China also seems to be preparing for the eventuality that the current pandemic could hollow out the financial viability of many companies, institutions and banks across the world. There are enough reports of China’s intentions to acquire financial assets and stakes in banks and companies across the world, taking advantage of the scaled-down value of their assets to support this. India seems to have woken up only recently to this threat, after the Peoples’ Bank of China acquired a 1% stake in India’s HDFC, taking advantage of the sharp decline in the price of HDFC stocks. Across the world, meanwhile, the clamour against China’s hostile takeover bids is becoming stronger. Several countries apart from India, such as Australia and Germany, have begun to restrict Chinese foreign direct investment in companies and financial institutions in their countries, recognising the inherent danger of a possible Chinese hostile takeover of their critical assets.

This may not, however, be adequate to checkmate China, which is poised to dominate the Regional Comprehensive Economic Partnership (RCEP), thus enabling it to exploit market access across the Association of Southeast Asian Nations, East Asian nations, Australia and New Zealand.

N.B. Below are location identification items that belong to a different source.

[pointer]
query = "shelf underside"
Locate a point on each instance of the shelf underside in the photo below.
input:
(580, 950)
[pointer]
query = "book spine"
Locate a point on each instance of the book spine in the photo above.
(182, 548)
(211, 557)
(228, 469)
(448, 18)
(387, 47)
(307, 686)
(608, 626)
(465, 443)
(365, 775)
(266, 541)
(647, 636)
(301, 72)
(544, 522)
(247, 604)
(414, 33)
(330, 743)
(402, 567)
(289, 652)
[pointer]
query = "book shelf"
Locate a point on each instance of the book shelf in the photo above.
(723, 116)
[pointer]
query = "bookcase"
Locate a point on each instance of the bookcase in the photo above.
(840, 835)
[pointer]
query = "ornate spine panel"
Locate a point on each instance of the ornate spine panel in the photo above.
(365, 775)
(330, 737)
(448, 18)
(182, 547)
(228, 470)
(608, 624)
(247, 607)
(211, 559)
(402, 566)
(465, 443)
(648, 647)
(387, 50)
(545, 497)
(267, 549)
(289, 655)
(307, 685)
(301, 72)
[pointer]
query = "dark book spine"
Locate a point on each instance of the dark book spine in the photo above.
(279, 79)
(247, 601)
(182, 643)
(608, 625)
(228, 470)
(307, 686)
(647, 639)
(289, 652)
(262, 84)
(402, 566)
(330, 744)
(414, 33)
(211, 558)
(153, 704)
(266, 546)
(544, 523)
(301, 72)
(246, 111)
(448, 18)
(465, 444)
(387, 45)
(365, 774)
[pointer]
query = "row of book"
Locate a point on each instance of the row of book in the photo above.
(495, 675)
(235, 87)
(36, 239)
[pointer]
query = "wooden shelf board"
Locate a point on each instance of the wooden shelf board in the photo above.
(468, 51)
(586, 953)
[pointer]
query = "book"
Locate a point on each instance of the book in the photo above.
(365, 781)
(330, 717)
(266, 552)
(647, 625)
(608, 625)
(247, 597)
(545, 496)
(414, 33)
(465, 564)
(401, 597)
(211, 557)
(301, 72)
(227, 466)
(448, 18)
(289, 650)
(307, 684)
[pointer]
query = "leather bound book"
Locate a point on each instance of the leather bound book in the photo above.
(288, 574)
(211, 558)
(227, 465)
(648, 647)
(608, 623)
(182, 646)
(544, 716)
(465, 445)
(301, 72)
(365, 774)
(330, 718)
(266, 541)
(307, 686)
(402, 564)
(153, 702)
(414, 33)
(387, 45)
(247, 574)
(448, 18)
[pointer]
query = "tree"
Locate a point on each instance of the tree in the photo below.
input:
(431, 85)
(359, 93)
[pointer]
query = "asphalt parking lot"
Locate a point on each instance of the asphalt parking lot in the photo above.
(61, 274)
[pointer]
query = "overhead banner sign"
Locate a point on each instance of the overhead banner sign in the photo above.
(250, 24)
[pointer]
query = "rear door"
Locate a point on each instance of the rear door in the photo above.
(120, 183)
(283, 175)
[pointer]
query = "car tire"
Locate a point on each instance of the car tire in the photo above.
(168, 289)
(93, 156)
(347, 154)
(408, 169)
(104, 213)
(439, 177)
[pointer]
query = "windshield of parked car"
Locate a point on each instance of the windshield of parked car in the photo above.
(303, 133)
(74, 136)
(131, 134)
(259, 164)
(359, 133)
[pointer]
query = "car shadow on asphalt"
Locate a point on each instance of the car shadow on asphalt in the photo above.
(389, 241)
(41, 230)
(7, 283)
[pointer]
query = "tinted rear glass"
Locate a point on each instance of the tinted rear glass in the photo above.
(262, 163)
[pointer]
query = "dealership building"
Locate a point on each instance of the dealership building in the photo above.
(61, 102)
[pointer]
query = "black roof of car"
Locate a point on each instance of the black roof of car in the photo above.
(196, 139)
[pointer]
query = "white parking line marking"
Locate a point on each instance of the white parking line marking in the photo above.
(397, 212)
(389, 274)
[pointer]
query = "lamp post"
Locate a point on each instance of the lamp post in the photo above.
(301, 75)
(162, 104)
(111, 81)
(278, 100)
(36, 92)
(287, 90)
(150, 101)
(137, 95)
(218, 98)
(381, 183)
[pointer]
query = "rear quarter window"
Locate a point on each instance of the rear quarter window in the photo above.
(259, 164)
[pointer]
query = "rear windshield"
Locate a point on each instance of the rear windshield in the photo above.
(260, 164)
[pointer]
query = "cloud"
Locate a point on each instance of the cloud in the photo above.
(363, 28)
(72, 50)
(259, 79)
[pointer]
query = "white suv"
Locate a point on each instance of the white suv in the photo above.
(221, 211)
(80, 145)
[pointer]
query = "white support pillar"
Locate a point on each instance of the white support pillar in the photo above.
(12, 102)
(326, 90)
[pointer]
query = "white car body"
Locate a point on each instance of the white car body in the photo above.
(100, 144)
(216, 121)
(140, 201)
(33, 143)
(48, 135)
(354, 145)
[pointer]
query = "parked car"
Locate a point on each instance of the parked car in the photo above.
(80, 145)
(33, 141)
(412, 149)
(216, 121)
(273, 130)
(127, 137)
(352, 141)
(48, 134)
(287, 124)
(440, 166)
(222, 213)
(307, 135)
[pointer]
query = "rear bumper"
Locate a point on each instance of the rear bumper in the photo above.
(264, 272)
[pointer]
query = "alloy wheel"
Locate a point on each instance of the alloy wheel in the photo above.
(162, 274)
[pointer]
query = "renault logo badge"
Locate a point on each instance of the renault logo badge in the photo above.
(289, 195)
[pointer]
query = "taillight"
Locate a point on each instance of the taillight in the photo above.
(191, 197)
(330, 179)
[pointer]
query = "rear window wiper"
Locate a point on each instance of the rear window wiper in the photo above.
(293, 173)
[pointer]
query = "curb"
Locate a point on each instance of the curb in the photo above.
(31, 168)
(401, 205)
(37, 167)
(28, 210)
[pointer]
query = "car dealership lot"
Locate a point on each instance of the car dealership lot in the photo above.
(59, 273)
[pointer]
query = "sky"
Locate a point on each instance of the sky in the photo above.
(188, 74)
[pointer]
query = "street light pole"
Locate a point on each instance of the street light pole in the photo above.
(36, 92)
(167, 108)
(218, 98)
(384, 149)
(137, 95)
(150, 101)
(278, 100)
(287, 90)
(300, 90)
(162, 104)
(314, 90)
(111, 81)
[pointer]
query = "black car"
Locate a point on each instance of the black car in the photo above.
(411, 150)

Together with its Belt and Road Initiative, which seeks to combine regional connectivity alongside gaining a virtual economic and substantial stranglehold across Asia, China is ostensibly preparing the way for a China-centric multilateral globalisation framework.

A faltering West

The geopolitical fallout of this pandemic could be still more serious. One distinct possibility is that COVID-19 would effectively put paid to the existing global order that has existed since the late 1940s. The United States which is already being touted in some circles as a ‘failing’ state will be compelled to cede ground. Weakened economically and politically after COVID-19 has ravaged the nation, the U.S.’s capacity to play a critical role in world affairs is certain to diminish. The main beneficiary of this geopolitical turnaround is likely to be China, a country that does not quite believe in playing by the rules of international conduct. Europe, in the short and medium term, will prove incapable of defining and defending its common interests, let alone having any influence in world affairs. Germany, which may still retain some of its present strength, is already turning insular, while both France and a post-Brexit United Kingdom will be out of the reckoning as of now.

West Asia and India

Coming to West Asia, both Saudi Arabia and Iran are set to face difficult times. The oil price meltdown will aggravate an already difficult situation across the region. There may be no victors, but Israel may be one country that is in a position to exploit this situation to its advantage. In the meantime, the economic downturn greatly reduces India’s room for manoeuvre. In South Asia, it faces the prospect of being isolated, with the Chinese juggernaut winning Beijing new friends and contacts across a region deeply impacted by the economic consequences of the COVID-19 pandemic. Likewise, India’s leverage in West Asia — already greatly diminished — will suffer further, with oil prices going down and the Indian expatriate community (who are among the hardest hit by this downturn) out on a limb. Many of the latter may seek repatriation back to the host country, substantially reducing the inflow of foreign funds to India from the region.